Non fece nessun cenno al frazionamento del comprensorio (cioè la mancata acquisizione di Villa Polissena e Villa Savoia), in contrasto con le finalità della legge per Roma Capitale, ed al rischio di una possibile vendita della Villa Reale all’Ambasciata Egiziana da parte di Bocchi.

La giornalista Maria Grazia Toniolo, in un suo articolo sulla rivista “Rosanova” riferisce di un episodio connesso con la presenza degli egiziani nella Villa Savoia, e che qui è riportato a titolo di curiosità, che potrebbe spiegare la presenza dell’ambasciatore egiziano nella villa, e la data del suo primo ingresso: “… Nel maggio del 1946 il re d’Italia abdicò in favore del figlio Umberto I e subito dopo si imbarcò per Alessandria d’Egitto. Re Faruk lo ricevette con tutti gli onori e gli offrì come residenza uno dei suoi palazzi… Pare che Vittorio Emanuele per ringraziare e contraccambiare le gentilezze di re Faruq gli abbia consegnato le chiavi della sua Villa che teneva in tasca da quel tristissimo 9/9/43. In pratica gli donò la sua casa nella quale nessuno era più entrato, con tutto ciò che conteneva di ricordi, di memorie, di oggetti personali. Re Faruk (che per inciso fu deposto poco dopo nel 1952 e passò il suo esilio a Roma, ma all’Hotel Excelsior) affidò la villa al suo ambasciatore in Italia come residenza ufficiale. Da allora si sono susseguiti i rappresentanti della nazione egiziana che, naturalmente, sono divenuti padroni di tutto il suo contenuto, dai vestiti, alle foto, ai ricordi, agli argenti, ai quadri ai mobili di casa Savoia…”.

 

1999: L’inaugurazione pubblica da parte del Comune di Roma

Il 24 dicembre 1999 il Sindaco Rutelli e l’assessore all’Ambiente Loredana De Petris inaugurarono “la nuova Villa Savoia”, nel Tempio di Flora, con i soli rappresentanti della stampa, senza convocare né le Associazioni né i cittadini.

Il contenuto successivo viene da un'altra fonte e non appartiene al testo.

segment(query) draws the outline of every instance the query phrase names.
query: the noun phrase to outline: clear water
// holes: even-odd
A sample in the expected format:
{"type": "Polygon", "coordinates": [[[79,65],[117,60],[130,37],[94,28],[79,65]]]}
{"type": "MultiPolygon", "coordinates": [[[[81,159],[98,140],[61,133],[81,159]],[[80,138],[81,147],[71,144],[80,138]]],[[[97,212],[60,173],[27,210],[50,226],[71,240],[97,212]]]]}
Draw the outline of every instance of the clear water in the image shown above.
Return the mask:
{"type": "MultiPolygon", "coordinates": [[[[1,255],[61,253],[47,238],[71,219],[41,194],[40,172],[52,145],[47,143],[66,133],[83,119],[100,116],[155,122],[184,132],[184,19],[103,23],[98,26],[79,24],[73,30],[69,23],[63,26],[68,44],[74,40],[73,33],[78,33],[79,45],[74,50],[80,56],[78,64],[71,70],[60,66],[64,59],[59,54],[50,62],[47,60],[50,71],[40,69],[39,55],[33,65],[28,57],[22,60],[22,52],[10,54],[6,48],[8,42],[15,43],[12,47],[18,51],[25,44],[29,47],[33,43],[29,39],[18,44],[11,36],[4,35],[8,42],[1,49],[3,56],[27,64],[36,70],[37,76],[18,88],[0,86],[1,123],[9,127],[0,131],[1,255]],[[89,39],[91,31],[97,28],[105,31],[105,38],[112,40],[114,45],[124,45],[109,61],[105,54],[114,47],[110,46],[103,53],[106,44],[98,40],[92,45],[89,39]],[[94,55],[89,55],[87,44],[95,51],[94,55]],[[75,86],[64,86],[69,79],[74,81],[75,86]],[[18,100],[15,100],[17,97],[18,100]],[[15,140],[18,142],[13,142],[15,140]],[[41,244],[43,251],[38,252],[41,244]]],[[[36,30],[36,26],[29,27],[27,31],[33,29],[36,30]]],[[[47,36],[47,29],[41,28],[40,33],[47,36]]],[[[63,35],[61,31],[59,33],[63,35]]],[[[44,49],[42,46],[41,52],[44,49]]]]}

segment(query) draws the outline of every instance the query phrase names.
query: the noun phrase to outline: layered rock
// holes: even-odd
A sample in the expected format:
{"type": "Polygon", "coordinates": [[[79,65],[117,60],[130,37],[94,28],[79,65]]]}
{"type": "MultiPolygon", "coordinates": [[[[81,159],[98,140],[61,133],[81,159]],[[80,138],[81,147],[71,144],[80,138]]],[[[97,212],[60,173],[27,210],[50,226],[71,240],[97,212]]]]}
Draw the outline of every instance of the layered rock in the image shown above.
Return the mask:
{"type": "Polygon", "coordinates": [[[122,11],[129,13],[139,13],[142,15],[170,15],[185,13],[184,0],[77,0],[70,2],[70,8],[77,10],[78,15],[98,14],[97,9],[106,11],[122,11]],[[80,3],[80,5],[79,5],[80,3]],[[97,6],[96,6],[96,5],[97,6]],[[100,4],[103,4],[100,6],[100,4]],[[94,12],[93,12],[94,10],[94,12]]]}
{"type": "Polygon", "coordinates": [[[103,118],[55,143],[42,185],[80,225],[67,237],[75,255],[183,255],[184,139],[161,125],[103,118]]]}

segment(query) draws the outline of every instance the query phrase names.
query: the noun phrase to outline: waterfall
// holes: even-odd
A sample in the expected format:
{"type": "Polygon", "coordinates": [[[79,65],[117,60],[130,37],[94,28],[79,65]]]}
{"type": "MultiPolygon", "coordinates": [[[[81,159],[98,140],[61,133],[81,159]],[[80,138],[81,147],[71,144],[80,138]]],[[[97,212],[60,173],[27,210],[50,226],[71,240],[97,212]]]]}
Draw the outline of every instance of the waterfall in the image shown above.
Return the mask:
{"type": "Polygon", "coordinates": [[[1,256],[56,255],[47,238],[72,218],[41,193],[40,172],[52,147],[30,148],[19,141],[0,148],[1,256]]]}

Nell’occasione il Sindaco precisò che:

  1. erano stati restaurati, oltre al Tempio di Flora, anche il Belvedere e la Casa del Custode;
  2. era stato creato un nuovo accesso alla Villa da via Panama;
  3. sulla vegetazione erano state condotti lavori di carattere conservativo e non invasivo;
  4. restavano esclusi dall’uso pubblico (v. Fig. 18): la Palazzina Reale, il giardino all’italiana, Villa Polissena ed il Casino Pallavicini;
  5. complessivamente il costo dei lavori era stato di 3,8 mld.;
  6. del grande Parco rimanevano ai privati solo 7 ettari.

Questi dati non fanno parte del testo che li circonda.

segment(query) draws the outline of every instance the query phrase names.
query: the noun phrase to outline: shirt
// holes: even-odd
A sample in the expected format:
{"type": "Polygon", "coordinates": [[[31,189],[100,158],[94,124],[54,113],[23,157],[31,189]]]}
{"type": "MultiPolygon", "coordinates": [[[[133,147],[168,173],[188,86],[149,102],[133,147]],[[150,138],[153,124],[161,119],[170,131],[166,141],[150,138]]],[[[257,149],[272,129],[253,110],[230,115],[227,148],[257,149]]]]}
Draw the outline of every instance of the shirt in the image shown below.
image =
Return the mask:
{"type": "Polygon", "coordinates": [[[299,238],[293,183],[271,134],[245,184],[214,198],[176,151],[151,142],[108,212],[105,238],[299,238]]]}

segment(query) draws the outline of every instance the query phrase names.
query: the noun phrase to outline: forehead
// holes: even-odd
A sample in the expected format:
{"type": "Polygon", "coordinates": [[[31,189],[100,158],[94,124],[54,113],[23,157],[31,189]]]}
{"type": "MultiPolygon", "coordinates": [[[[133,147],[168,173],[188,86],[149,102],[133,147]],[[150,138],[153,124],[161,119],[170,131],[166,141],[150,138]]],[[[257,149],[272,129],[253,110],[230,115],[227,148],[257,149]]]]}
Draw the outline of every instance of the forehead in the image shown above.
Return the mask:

Era quindi stato acquisito dal Comune solo il parco che, per le sue dimensioni, contribuiva a risolvere il problema degli spazi verdi del quartiere, mentre con il dispositivo della cessione bonaria la Villa Reale era di fatto lasciata nella disponibilità di Renato Bocchi, che successivamente l’ha venduta allo Stato egiziano senza darne pubblica comunicazione. Non è bastata quindi una legge per restituire integralmente la Villa alla città, nonostante esistesse per la pubblica amministrazione la possibilità di esercitare il diritto di prelazione in base alla legge 1089/396.